El nuevo sistema permitirá que bancos y proveedores no financieros de crédito debiten automáticamente las cuotas desde la cuenta en la que fue depositado el préstamo, siempre que el cliente haya otorgado previamente su consentimiento.
La herramienta fue establecida por el BCRA mediante una resolución firmada el 2 de marzo. Las entidades tuvieron plazo hasta el 31 de agosto para adaptar sus sistemas al nuevo esquema.
El objetivo es reforzar los controles sobre los débitos y reducir riesgos de fraude, aunque desde el sector bancario anticiparon que el alcance del mecanismo podría ser limitado debido a las condiciones establecidas para utilizarlo.
Cómo funcionará el CCT
Para utilizar el sistema, la entidad que otorgó el crédito podrá cobrar las cuotas únicamente desde la cuenta en la que realizó el desembolso.
El cliente deberá brindar un consentimiento explícito y por única vez para autorizar los débitos.
El mecanismo estará disponible únicamente para créditos con cuotas fijas e iguales durante todo el contrato. Además, al momento de originar el préstamo, la relación entre el valor de la cuota y los ingresos del tomador no podrá superar el 30%.
También habrá límites para los intentos de cobro. Se realizará un intento inicial y, si no se concreta, podrán efectuarse hasta dos reintentos: uno a las 48 horas y otro a las 96 horas.
El prestamista deberá informar al cliente por medios electrónicos durante el día hábil previo al débito.
A su vez, el usuario podrá revocar la autorización en cualquier momento, tanto ante la entidad que otorgó el crédito como ante el proveedor de la cuenta.

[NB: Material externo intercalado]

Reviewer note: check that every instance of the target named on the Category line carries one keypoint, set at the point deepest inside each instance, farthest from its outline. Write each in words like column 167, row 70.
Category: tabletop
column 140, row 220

Por qué los bancos ven un alcance limitado
El nuevo mecanismo comenzará a operar, pero algunas entidades bancarias consideran que su utilización podría ser acotada.
Una de las principales dificultades está relacionada con la obligación de realizar el débito sobre la misma cuenta en la que fue desembolsado el préstamo. Esta condición podría desalentar a los bancos a otorgar créditos en cuentas administradas por otras entidades.
También existen dudas respecto de las billeteras virtuales. Según fuentes bancarias citadas por Ámbito, muchas cuentas CVU pueden no tener saldo suficiente cuando llega el momento de cobrar una cuota, debido a que los usuarios suelen transferir el dinero disponible hacia fondos de inversión u otras cuentas que generan rendimiento.
En ese escenario, el CCT podría resultar más conveniente para algunas financieras que ya depositan los préstamos directamente en cuentas bancarias y que actualmente dependen de que el cliente transfiera el dinero para pagar la cuota.
Qué pasa ante un fraude
El mecanismo estará disponible para entidades financieras y proveedores no financieros de crédito habilitados por el BCRA.
La normativa establece que, ante un caso de fraude, la responsabilidad recaerá sobre el prestamista.
El esquema también contempla un arancel mínimo del 0,6%, que deberán abonar los prestamistas y que será distribuido entre los participantes del sistema.
La puesta en marcha del CCT modifica la modalidad de cobro de determinados préstamos, aunque su impacto dependerá de cuántas entidades decidan incorporarlo efectivamente a sus operaciones.
El nuevo sistema no modifica las condiciones de las deudas que ya tienen los usuarios ni resuelve las dificultades de quienes actualmente no pueden afrontar sus créditos. Según la información difundida, alrededor de 6 millones de personas atraviesan problemas para pagar sus préstamos.